“I will show you a magic trick, one day…”
Nuremberg c’est l’adaptation du plus grand procès de l’histoire, en adoptant le point de vue d’un psychiatre, chargé d’évaluer les dignitaires nazis en attendant leur jugement.
Nuremberg c’est un film qui échoue tout ce qu’il tente, qui n’approfondit aucune de ses idées, qui ne creuse aucune piste, et au milieu de ce bazar, une immense performance d’acteur.

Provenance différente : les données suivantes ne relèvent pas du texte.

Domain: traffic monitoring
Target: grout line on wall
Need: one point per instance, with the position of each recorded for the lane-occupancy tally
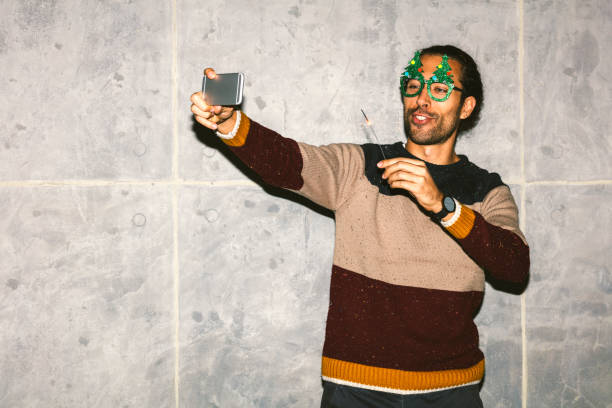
(521, 73)
(246, 183)
(568, 183)
(127, 183)
(175, 218)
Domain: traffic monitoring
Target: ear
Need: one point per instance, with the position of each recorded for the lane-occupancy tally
(468, 106)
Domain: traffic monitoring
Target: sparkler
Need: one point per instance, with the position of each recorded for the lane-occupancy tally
(369, 126)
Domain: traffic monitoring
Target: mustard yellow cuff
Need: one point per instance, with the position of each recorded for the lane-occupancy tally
(241, 133)
(464, 224)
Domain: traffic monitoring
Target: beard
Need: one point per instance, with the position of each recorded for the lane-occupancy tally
(443, 130)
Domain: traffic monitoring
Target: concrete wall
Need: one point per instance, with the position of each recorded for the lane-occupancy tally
(139, 267)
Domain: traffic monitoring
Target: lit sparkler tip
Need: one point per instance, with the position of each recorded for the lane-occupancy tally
(368, 122)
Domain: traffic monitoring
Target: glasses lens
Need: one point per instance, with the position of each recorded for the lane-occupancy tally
(412, 87)
(439, 91)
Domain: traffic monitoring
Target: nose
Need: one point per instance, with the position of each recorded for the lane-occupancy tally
(423, 99)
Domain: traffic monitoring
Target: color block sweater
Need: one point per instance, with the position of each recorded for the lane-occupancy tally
(404, 290)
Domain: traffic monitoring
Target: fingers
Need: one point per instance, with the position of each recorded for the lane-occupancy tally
(405, 176)
(388, 162)
(407, 166)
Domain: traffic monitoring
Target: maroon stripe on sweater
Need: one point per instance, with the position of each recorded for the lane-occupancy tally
(391, 326)
(500, 252)
(277, 160)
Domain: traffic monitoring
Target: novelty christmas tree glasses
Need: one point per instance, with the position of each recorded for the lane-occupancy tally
(439, 86)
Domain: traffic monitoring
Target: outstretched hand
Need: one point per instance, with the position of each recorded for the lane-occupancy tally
(413, 176)
(213, 117)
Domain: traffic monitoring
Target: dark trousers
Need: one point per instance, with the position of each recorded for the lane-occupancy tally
(342, 396)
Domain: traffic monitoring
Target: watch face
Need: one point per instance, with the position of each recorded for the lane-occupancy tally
(449, 204)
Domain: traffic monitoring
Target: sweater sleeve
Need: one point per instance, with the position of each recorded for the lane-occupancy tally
(493, 238)
(322, 174)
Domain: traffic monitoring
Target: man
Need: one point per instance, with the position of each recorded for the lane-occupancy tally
(417, 228)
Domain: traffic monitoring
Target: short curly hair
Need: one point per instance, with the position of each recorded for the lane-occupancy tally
(470, 80)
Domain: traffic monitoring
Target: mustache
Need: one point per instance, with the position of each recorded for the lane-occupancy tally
(422, 112)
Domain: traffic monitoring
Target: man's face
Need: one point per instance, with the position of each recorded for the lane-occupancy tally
(429, 122)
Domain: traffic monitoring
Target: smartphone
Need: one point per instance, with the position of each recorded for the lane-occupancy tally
(224, 89)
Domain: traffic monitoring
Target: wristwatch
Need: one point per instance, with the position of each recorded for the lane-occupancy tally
(448, 206)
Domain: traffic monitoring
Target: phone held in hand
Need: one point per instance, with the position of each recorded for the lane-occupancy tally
(224, 89)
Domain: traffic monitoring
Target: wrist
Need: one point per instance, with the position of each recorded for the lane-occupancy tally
(446, 209)
(227, 125)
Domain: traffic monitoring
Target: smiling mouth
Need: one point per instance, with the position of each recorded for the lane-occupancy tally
(421, 119)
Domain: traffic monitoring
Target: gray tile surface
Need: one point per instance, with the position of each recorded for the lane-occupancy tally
(254, 294)
(86, 297)
(567, 95)
(86, 90)
(570, 296)
(499, 327)
(87, 306)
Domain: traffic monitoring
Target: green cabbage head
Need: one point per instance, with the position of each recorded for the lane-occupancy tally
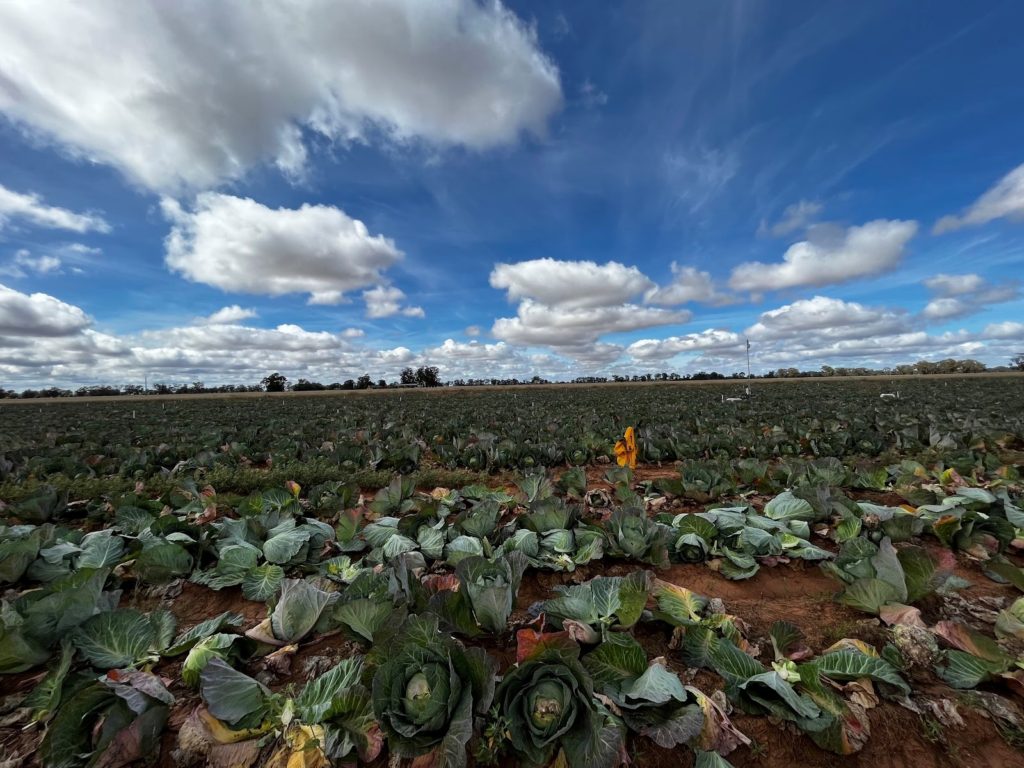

La première chose qui frappe, c’est cet aspect de film inaboutit, mais plus qu’au sens d’inachevé, un film bâclé qui n’a jamais l’ambition d’être un grand film, parce que son équipe ne sait pas le faire. Je m’explique, le long métrage est réalisé dans un plus pur style de long métrage américain classique : les scènes s’enchainent avec le schéma plan d’ensemble avec petit carton pour situer spatio-temporellement, quelques dialogues explicatifs, petite vanne, et puis transition et à nouveau petite scène courte, on prend les infos nécessaires à la poursuite du récit et basta. C’est si classique, si tristement efficace, et à ça vient s’ajouter des visuels sans intérêts. On a cette impression constante de film artificiel, avec ces décors numériques bidons, absolument pas travaillés. La seule tentative de mise en scène c’est de mixer les scènes du procès avec des images en noire et blanc comme si elles étaient prises par une caméra dans la salle du tribunal, sauf que, ça ne sert strictement à rien.
Dans ses idées c’est à peu près le même triste constat, on lance des bouts de piste et elles ne sont jamais exploitées parce que le film est bâtard, il ne sait pas s’il veut rendre compte du procès fidèlement, ou du travail du psychiatre, dans un Silence des Agneaux version nazie, et qu’il n’a pas le temps de s’attarder sur une idée intéressante. On rencontre quelques dirigeants nazis, choisis arbitrairement parmi les 23 et puis ils sont tous abandonnés en cours de route, donc pourquoi ne pas se consacrer exclusivement à Göring ? Les problèmes que suscitent la collaboration entre les quatre puissances pour la mise en place du tribunal ne sont qu’évoqués, de même pour les problèmes juridiques abordés dans une seule scène, avec ses concepts qui nous sont balancés à la geule, et puis plus rien.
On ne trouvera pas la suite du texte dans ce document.